Last week at work I was waiting on an elevator on the top
floor of the hotel. While I waited, I looked out the window at the edge of Downtown and across the water into Mt. Pleasant. I was watching all the little
cars make their way over the bridge and I was instantly seven years old again,
staring out at the world from behind my societal shackles. In the moment, I made
myself sad that I wasn’t someone out free for the day, running errands in Mt.
Pleasant or going Downtown to
look at the gardens and walk along the water.
And then I laughed at me, the pathetic kind of laugh you
push out through your nose when some jerk does something so jerky you can’t
believe it but you’re also not surprised either, like Donald Trump’s entire
existence. I laughed at the inescapable longing for freedom I seem to have and
I laughed that I won’t give up hating where I am and hoping for something more.
It’s exhausting.
And then I thought of The Shawshank Redemption. Now stay
with me here. Ole Andy Dufresne and his holding on to hope. Red says hope is a
dangerous thing. “Hope can drive a man insane.” he says, and I'd say few things in my
life have hurt as much as having hope.
But Andy says no. Andy says hope just might be the best
thing and “no good thing ever dies.” Andy tells Red about music, memories, and
hope that no one can take away from him and I'd say few things in my life would have happened without having had hope. At the end of the movie, Andy Dufresne shimmies out of Shawshank Prison with his
dirty clothes and nubby hammer and his damn, relentless hopin’.

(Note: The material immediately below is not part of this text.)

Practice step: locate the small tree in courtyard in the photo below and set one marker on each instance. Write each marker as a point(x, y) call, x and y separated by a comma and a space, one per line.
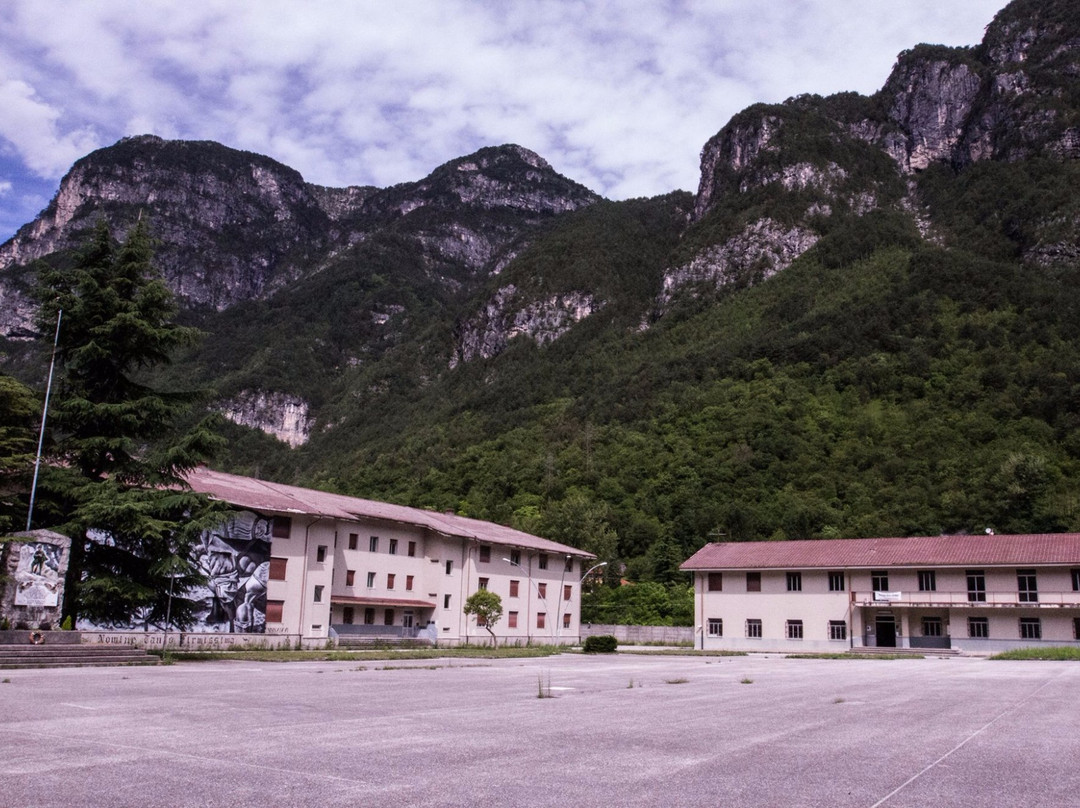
point(487, 607)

“I find I'm so excited, I can barely sit still or hold a
thought in my head. I think it's the excitement only a free man can feel, a
free man at the start of a long journey whose conclusion is uncertain. I hope I
can make it across the border. I hope to see my friend and shake his hand. I
hope the Pacific is as blue as it has been in my dreams. I hope.” -Red
Since I was little I've hoped for the time in the future
where I don’t spend my days doing things other people told me to do and boy I get so excited thinking about what that will be like. I bet it feels like dipping
into a warm bath or that involuntary euphoria you get on the first warm day after
winter. I bet it feels like that every day.
It’s a shame I’ll be sixty-five by
then. Really seems like a waste of youth.
As a side note, I've spent approximately ten minutes wondering if this post will crack me up twenty years from now. How naive and dramatic I must seem.